See my argument? If FSCACHE isn't usable during the transition, then
don't make these kinds of pointless code movement or creation things
that are just dead.
There's absolutely no point in having some "fallback" interface that
allows people to test some configuration that simply isn't relevant.
It doesn't help anything. It just adds more noise and more
configurations, and no actual value that I can see.
It doesn't help bisectability: if some bug ever bisects to the
fallback code, what does that tell us? Nothing. Sure, it trivially
tells us the fallback code was buggy, but since the fallback code has
been removed afterwards, the _value_ of that information is nil,
zilch, nada. It's not "information", it's just "worthless data".
And hey, maybe there's some issue that I don't understand, and I don't
see. But if there is some subtle value here, it should have been
documented.
So I say exactly the same thing I said last time: if the old fscache
code is not usable, and you can't incrementally fix it so that it
works all the time, then JUST REMOVE IT ALL. Moving it elsewhere
before the removal is only pointless noise. But adding some fallback
intermediate code before removal is ALSO just pointless noise.

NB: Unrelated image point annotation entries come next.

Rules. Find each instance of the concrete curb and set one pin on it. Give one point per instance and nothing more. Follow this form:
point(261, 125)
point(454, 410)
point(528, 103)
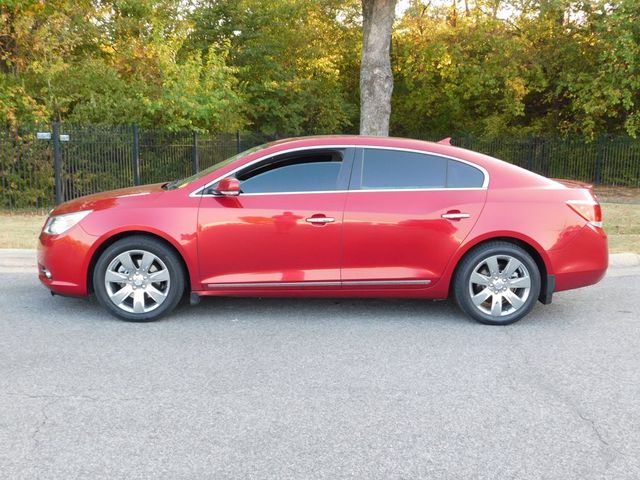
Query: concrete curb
point(18, 259)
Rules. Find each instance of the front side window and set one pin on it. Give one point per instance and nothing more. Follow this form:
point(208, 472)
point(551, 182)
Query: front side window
point(384, 169)
point(309, 172)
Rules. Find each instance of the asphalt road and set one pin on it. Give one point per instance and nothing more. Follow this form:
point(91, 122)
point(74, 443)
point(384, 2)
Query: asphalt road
point(250, 388)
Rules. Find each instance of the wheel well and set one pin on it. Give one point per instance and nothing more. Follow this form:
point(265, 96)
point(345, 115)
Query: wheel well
point(524, 245)
point(111, 240)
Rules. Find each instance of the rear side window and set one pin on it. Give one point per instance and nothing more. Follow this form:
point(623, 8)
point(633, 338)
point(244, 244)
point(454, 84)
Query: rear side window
point(463, 175)
point(396, 170)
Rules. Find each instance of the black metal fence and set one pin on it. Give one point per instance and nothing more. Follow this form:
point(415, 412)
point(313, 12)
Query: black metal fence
point(41, 167)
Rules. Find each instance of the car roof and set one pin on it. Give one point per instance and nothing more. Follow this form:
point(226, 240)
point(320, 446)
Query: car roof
point(502, 174)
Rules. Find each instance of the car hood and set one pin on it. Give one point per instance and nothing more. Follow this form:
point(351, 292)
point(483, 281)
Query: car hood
point(103, 200)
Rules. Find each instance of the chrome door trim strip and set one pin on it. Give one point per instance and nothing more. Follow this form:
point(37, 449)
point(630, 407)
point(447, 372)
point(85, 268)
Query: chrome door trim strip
point(273, 284)
point(358, 283)
point(348, 283)
point(485, 184)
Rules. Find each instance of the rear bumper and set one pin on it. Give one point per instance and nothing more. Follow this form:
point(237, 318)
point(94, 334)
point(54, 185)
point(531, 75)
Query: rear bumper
point(582, 262)
point(66, 258)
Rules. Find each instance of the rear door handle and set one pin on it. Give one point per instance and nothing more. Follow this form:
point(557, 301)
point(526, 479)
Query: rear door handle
point(455, 215)
point(320, 220)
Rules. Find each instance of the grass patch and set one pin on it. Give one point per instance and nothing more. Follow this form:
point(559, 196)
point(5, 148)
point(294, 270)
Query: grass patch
point(621, 222)
point(20, 230)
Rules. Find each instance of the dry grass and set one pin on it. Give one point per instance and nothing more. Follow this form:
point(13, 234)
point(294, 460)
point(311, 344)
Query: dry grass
point(622, 224)
point(20, 230)
point(621, 221)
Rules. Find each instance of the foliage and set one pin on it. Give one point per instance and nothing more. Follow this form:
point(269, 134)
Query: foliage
point(487, 67)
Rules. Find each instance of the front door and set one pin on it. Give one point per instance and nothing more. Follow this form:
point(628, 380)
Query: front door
point(283, 230)
point(406, 215)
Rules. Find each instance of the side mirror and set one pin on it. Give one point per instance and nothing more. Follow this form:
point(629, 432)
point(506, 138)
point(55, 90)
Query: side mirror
point(229, 187)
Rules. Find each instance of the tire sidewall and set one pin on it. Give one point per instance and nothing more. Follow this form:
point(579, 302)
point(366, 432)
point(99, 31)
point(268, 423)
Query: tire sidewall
point(461, 282)
point(164, 253)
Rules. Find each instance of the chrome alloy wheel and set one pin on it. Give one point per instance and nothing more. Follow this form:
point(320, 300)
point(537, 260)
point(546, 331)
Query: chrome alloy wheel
point(499, 285)
point(137, 281)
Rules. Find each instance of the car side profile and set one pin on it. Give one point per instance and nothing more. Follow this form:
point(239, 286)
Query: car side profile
point(332, 216)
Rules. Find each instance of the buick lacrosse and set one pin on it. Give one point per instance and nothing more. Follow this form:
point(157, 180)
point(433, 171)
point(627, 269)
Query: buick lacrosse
point(334, 216)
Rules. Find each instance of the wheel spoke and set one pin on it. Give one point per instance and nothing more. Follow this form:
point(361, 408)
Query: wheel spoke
point(479, 279)
point(145, 281)
point(160, 276)
point(121, 295)
point(513, 299)
point(481, 296)
point(115, 277)
point(138, 301)
point(496, 305)
point(523, 282)
point(156, 294)
point(147, 260)
point(126, 261)
point(511, 267)
point(492, 263)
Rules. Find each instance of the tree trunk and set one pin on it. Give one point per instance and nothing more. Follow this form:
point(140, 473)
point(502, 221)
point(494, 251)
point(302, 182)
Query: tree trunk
point(376, 79)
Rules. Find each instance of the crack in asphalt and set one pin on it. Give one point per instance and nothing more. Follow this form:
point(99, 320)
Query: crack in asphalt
point(560, 395)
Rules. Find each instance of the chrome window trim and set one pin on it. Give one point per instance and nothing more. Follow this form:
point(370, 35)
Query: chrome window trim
point(348, 283)
point(485, 184)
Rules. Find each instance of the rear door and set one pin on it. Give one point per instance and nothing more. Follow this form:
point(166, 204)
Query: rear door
point(406, 214)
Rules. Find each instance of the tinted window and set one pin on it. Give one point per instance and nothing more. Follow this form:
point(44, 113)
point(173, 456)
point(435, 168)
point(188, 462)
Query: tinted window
point(461, 175)
point(293, 175)
point(393, 169)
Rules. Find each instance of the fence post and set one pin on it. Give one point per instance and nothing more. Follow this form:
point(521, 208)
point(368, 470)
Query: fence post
point(136, 155)
point(57, 163)
point(532, 152)
point(599, 160)
point(195, 163)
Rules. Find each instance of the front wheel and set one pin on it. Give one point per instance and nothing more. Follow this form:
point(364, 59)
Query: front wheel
point(138, 279)
point(497, 283)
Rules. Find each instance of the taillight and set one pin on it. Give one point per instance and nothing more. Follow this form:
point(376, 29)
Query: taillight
point(589, 210)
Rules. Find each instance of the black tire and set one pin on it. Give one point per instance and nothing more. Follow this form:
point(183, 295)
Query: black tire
point(166, 258)
point(499, 286)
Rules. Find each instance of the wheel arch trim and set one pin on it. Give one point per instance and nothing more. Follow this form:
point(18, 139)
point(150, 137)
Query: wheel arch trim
point(530, 245)
point(109, 238)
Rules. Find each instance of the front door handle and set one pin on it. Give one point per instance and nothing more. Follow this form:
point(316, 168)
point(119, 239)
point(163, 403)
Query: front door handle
point(455, 215)
point(320, 220)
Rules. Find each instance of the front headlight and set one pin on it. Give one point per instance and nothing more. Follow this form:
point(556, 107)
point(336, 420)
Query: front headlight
point(58, 224)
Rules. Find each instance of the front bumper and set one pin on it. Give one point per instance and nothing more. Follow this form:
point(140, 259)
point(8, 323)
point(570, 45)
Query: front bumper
point(66, 258)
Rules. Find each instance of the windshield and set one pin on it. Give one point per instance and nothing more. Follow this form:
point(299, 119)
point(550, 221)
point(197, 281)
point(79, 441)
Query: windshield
point(186, 181)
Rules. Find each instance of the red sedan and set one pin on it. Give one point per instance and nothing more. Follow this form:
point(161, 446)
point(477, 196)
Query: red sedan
point(335, 216)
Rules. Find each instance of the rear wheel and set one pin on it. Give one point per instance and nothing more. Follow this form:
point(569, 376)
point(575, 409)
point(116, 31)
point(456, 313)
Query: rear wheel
point(138, 279)
point(497, 283)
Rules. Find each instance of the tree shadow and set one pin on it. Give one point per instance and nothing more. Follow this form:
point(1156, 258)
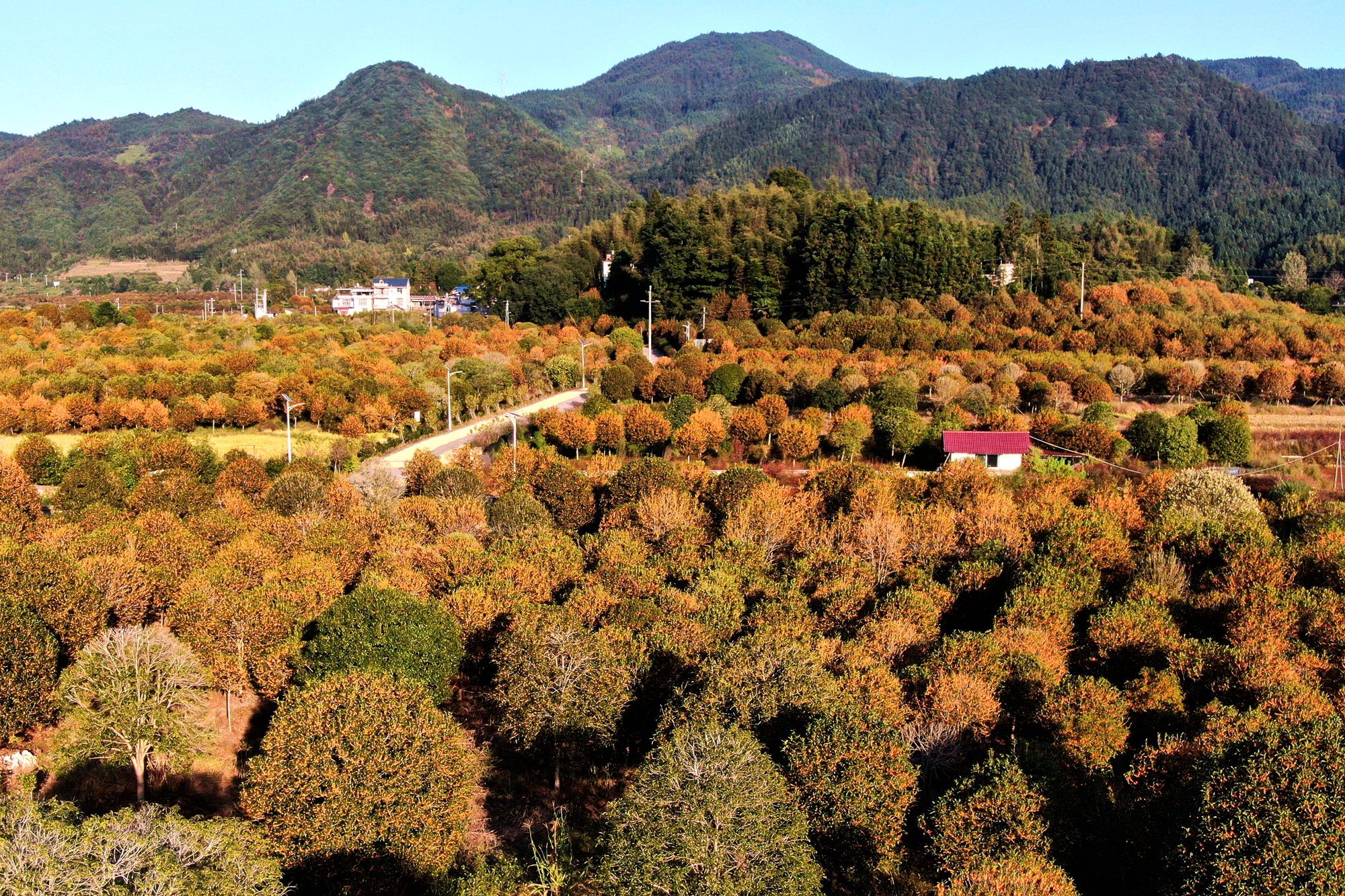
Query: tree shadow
point(356, 873)
point(98, 787)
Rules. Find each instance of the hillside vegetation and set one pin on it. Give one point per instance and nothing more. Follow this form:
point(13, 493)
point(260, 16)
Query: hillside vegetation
point(1319, 95)
point(1159, 136)
point(661, 100)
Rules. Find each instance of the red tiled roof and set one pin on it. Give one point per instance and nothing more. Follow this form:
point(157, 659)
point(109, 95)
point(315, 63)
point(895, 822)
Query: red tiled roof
point(987, 443)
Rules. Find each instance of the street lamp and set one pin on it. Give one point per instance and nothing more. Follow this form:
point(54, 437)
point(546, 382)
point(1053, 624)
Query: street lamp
point(649, 327)
point(449, 381)
point(513, 420)
point(290, 408)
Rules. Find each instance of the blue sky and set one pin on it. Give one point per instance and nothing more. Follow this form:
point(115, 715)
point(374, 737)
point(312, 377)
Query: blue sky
point(255, 60)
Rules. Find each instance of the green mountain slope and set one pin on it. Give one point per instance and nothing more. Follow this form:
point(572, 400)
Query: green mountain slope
point(657, 101)
point(1319, 95)
point(1156, 136)
point(93, 184)
point(392, 153)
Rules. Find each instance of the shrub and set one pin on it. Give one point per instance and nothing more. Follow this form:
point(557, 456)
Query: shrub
point(297, 491)
point(640, 478)
point(1089, 716)
point(727, 381)
point(567, 494)
point(385, 631)
point(709, 814)
point(29, 654)
point(40, 459)
point(988, 813)
point(361, 763)
point(517, 512)
point(1210, 494)
point(857, 784)
point(1227, 439)
point(87, 483)
point(454, 482)
point(1270, 815)
point(49, 848)
point(618, 384)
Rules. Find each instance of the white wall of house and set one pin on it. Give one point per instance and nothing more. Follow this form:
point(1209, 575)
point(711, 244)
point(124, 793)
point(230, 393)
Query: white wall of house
point(996, 463)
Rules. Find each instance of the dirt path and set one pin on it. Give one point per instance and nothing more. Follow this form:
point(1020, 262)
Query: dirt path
point(463, 434)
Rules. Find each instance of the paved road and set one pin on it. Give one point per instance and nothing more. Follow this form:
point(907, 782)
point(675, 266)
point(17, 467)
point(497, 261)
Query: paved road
point(463, 434)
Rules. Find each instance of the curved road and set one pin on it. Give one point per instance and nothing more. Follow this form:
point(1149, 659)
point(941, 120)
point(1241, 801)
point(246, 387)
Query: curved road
point(463, 435)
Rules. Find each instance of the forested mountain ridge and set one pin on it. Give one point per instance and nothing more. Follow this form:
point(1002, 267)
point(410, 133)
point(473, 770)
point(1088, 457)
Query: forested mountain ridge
point(1319, 95)
point(1159, 136)
point(93, 182)
point(652, 104)
point(391, 153)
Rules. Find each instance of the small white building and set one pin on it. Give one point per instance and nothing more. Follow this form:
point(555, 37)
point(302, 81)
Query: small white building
point(388, 294)
point(999, 451)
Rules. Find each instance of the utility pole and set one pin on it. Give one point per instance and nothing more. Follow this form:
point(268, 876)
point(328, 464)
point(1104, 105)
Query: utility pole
point(449, 381)
point(1340, 473)
point(290, 407)
point(649, 330)
point(513, 420)
point(1083, 267)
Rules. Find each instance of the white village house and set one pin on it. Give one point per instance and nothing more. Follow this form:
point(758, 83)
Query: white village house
point(999, 451)
point(387, 294)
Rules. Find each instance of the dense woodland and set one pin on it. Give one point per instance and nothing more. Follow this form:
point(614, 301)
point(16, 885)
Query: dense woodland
point(399, 169)
point(712, 598)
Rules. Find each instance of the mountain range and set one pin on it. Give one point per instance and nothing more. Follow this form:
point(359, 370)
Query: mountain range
point(1247, 151)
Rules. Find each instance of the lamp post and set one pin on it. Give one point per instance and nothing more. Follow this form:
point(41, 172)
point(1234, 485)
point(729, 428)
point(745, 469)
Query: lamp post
point(649, 330)
point(583, 365)
point(290, 408)
point(513, 420)
point(449, 381)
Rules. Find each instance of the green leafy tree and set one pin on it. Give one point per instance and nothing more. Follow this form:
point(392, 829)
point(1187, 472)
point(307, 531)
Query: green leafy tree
point(709, 813)
point(567, 494)
point(1227, 439)
point(87, 483)
point(362, 763)
point(40, 459)
point(618, 382)
point(1270, 815)
point(857, 784)
point(560, 684)
point(1145, 434)
point(991, 811)
point(29, 654)
point(135, 693)
point(727, 381)
point(388, 631)
point(48, 848)
point(1180, 443)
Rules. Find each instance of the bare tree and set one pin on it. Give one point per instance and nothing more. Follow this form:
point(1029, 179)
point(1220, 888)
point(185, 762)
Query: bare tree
point(1124, 380)
point(135, 693)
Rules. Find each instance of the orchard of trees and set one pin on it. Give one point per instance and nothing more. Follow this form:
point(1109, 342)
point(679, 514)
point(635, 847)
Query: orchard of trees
point(708, 633)
point(648, 676)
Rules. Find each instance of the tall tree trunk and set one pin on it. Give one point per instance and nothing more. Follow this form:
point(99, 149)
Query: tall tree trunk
point(138, 764)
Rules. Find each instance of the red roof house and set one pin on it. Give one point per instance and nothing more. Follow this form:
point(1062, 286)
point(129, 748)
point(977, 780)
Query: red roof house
point(1000, 451)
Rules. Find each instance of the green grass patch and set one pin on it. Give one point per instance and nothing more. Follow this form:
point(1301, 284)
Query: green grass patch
point(263, 444)
point(134, 154)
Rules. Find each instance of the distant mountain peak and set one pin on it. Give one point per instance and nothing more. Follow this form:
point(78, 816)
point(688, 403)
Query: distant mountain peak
point(1317, 95)
point(648, 106)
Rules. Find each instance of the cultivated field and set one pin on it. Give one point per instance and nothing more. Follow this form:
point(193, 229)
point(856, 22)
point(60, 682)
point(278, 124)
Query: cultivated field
point(262, 444)
point(166, 271)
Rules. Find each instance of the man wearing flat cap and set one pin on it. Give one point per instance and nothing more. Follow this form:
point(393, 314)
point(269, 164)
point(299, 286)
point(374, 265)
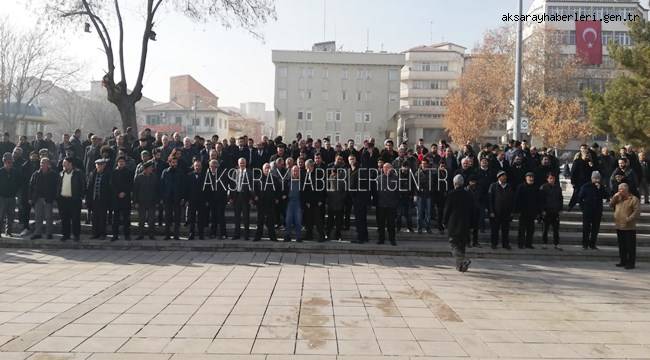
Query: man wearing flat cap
point(591, 198)
point(9, 186)
point(98, 196)
point(501, 198)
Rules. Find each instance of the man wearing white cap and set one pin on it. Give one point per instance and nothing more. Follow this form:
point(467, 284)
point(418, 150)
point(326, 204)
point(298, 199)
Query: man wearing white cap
point(457, 220)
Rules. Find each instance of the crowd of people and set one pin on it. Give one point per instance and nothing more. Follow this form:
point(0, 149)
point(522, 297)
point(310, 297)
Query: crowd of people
point(313, 188)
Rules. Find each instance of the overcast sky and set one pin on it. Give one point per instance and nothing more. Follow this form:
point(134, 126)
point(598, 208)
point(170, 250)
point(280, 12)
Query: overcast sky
point(237, 67)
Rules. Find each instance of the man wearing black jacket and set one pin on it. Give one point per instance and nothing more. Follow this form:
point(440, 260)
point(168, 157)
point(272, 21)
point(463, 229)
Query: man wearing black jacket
point(500, 204)
point(315, 196)
point(217, 194)
point(267, 197)
point(122, 185)
point(9, 185)
point(99, 196)
point(552, 203)
point(42, 192)
point(527, 205)
point(196, 201)
point(70, 193)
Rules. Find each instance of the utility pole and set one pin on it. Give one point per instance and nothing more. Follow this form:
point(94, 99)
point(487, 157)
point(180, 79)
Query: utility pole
point(516, 131)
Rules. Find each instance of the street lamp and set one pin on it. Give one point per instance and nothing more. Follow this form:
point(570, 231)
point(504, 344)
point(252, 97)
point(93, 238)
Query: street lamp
point(517, 113)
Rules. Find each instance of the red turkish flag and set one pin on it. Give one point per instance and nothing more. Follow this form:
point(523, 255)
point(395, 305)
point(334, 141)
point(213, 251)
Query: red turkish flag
point(589, 42)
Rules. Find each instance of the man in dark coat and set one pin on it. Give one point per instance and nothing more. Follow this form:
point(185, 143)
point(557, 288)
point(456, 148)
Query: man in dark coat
point(196, 200)
point(590, 198)
point(500, 203)
point(387, 197)
point(122, 184)
point(42, 193)
point(241, 195)
point(527, 205)
point(173, 196)
point(70, 192)
point(217, 195)
point(457, 220)
point(99, 196)
point(551, 201)
point(267, 197)
point(360, 195)
point(146, 196)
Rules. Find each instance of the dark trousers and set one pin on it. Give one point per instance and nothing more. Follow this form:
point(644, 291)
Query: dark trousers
point(627, 246)
point(172, 215)
point(500, 223)
point(196, 217)
point(70, 212)
point(590, 228)
point(99, 219)
point(526, 230)
point(405, 205)
point(347, 211)
point(24, 210)
point(242, 209)
point(147, 213)
point(122, 216)
point(361, 219)
point(334, 221)
point(551, 220)
point(313, 217)
point(217, 216)
point(265, 217)
point(386, 222)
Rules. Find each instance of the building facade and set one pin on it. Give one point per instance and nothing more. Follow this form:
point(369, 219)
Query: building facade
point(192, 110)
point(618, 12)
point(341, 95)
point(426, 79)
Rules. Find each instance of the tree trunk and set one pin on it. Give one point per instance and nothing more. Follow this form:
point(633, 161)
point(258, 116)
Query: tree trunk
point(128, 115)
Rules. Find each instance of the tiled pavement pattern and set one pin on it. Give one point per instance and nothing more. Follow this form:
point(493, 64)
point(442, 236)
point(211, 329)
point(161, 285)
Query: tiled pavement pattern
point(86, 304)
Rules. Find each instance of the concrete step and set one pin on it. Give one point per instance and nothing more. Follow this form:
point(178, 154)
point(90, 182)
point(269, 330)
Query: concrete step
point(403, 248)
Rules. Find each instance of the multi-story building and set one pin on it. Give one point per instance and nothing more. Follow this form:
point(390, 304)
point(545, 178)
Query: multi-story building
point(618, 14)
point(341, 95)
point(192, 109)
point(428, 76)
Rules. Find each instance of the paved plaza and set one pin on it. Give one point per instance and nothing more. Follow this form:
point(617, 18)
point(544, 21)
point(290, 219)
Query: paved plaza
point(102, 304)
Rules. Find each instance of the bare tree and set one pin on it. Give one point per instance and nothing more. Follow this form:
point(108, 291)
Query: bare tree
point(30, 66)
point(100, 13)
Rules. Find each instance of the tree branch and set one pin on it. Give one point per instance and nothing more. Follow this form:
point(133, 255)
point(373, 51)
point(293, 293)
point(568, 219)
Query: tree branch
point(121, 44)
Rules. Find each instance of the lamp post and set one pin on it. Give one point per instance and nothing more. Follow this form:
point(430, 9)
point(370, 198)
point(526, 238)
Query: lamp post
point(516, 131)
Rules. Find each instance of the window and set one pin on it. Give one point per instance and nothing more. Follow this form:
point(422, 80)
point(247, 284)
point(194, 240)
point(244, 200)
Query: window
point(153, 119)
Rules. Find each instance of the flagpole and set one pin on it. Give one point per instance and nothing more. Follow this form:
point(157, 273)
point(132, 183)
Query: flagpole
point(517, 114)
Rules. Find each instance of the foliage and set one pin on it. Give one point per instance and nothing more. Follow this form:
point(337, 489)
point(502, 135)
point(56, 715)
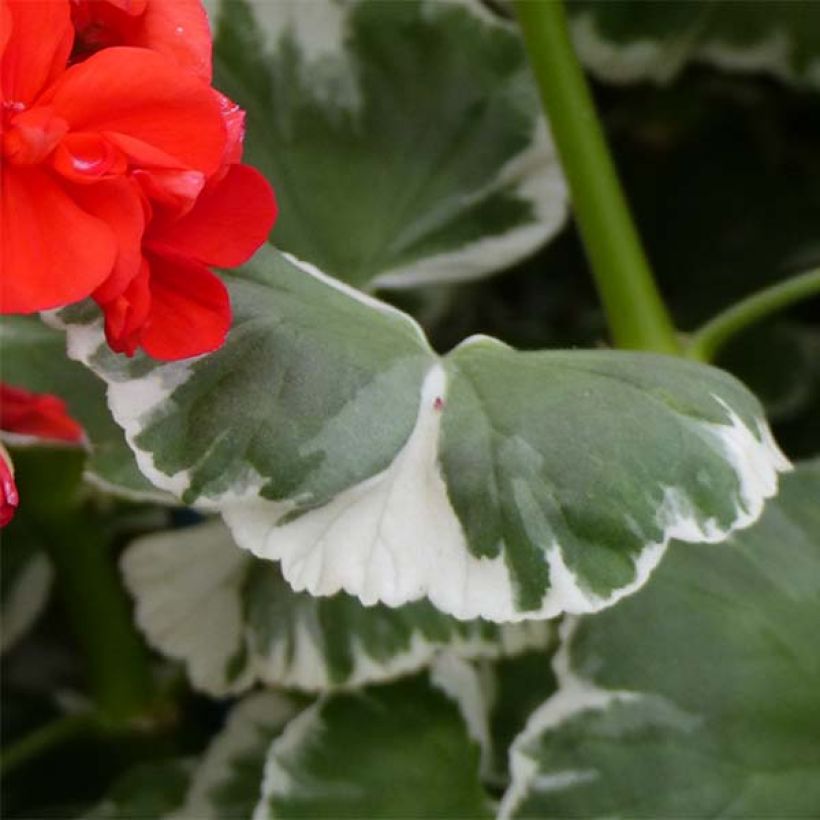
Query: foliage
point(397, 547)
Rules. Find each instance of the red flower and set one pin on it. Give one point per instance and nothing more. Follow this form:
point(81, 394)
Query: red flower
point(37, 414)
point(177, 28)
point(9, 498)
point(104, 161)
point(30, 414)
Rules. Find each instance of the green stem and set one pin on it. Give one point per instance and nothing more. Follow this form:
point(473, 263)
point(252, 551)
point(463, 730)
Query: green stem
point(44, 739)
point(635, 311)
point(117, 661)
point(711, 337)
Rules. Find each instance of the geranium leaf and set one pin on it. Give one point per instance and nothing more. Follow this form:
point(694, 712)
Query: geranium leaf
point(227, 782)
point(399, 750)
point(699, 696)
point(154, 790)
point(34, 357)
point(404, 140)
point(234, 620)
point(628, 40)
point(500, 484)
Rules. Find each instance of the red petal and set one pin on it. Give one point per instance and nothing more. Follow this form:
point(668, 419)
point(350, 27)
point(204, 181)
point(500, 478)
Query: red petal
point(39, 37)
point(37, 414)
point(145, 97)
point(9, 498)
point(86, 158)
point(127, 313)
point(190, 310)
point(54, 252)
point(179, 30)
point(228, 223)
point(117, 202)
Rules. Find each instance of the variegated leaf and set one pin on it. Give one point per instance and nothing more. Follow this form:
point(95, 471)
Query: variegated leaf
point(404, 140)
point(499, 484)
point(699, 696)
point(232, 619)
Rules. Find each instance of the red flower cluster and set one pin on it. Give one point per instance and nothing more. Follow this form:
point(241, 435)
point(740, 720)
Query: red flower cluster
point(40, 415)
point(121, 174)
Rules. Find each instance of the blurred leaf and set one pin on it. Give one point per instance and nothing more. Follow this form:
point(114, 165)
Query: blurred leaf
point(25, 582)
point(34, 357)
point(629, 40)
point(404, 140)
point(394, 751)
point(227, 782)
point(150, 790)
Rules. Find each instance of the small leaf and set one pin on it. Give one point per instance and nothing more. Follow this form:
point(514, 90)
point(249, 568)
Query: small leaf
point(34, 357)
point(700, 695)
point(227, 782)
point(234, 620)
point(499, 484)
point(399, 750)
point(629, 41)
point(404, 140)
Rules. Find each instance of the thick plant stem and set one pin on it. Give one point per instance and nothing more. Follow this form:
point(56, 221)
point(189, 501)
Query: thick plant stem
point(705, 343)
point(44, 739)
point(635, 311)
point(117, 661)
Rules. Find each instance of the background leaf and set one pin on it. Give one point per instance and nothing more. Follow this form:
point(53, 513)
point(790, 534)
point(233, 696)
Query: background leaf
point(699, 695)
point(34, 357)
point(627, 40)
point(403, 139)
point(399, 750)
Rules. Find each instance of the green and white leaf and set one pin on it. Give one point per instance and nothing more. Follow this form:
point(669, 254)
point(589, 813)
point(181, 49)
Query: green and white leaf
point(233, 620)
point(404, 140)
point(227, 783)
point(499, 484)
point(631, 40)
point(25, 583)
point(34, 358)
point(398, 750)
point(699, 696)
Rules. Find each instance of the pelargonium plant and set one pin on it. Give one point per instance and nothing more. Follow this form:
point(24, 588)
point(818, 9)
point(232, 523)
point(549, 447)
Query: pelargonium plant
point(357, 500)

Doing a flag-day with "switch from A to B" is already painful and
wrong. I don't like it. But I like it even _less_, if it's a "switch
from A to B to C".
If you do want t9o have a "halfway state", the only halfway state that
makes sense to me is something like
(a) make all the changes to the old FSCACHE - keeping it all
_working_ during this phase - to make it have the same _interfaces_ as
the new fscache will have.
(b) then remove the old FSCACHE entirely
(c) then plop in the new FSCACHE
But note how there was no "fallback" stage anywhere. No code that lies
around dead at any point. At each point it was either all working old
or all working new (or nothing at all).
Yes, in this case that "step (a)" is extra work and you're basically
modifying code that you know will be removed, but the advantage now is
- at least the fscache _users_ are being modified while the old and
tested world is still working, and the interface change is
"bisectable" in that sense. That's useful in itself.
- if it turns out that people have problems with the new generation
FSCACHE, they can reverse steps (b) and (c) without having to touch
and revert all the other filesystems changes.
IOW, if a "same interfaces" state exists, that's fine. But for it to
make sense, those same interfaces have to be actually _useful_, not
some fallback code that is neither the old nor the new.
And maybe you can't do that "step (a)" because the interfaces are part
of the fundamental problem with the old FSCACHE. But if you drop (a),
then don't add some stage between (b) and (c), because it's not
helpful.
And again, maybe I'm missing something. But really, I don't see why
this "remove old FSCACHE" stage should *ever* make any modifications
to fs/fscache/* and fs/cachefiles/* when disabling the config option
means that it just won't get built at all.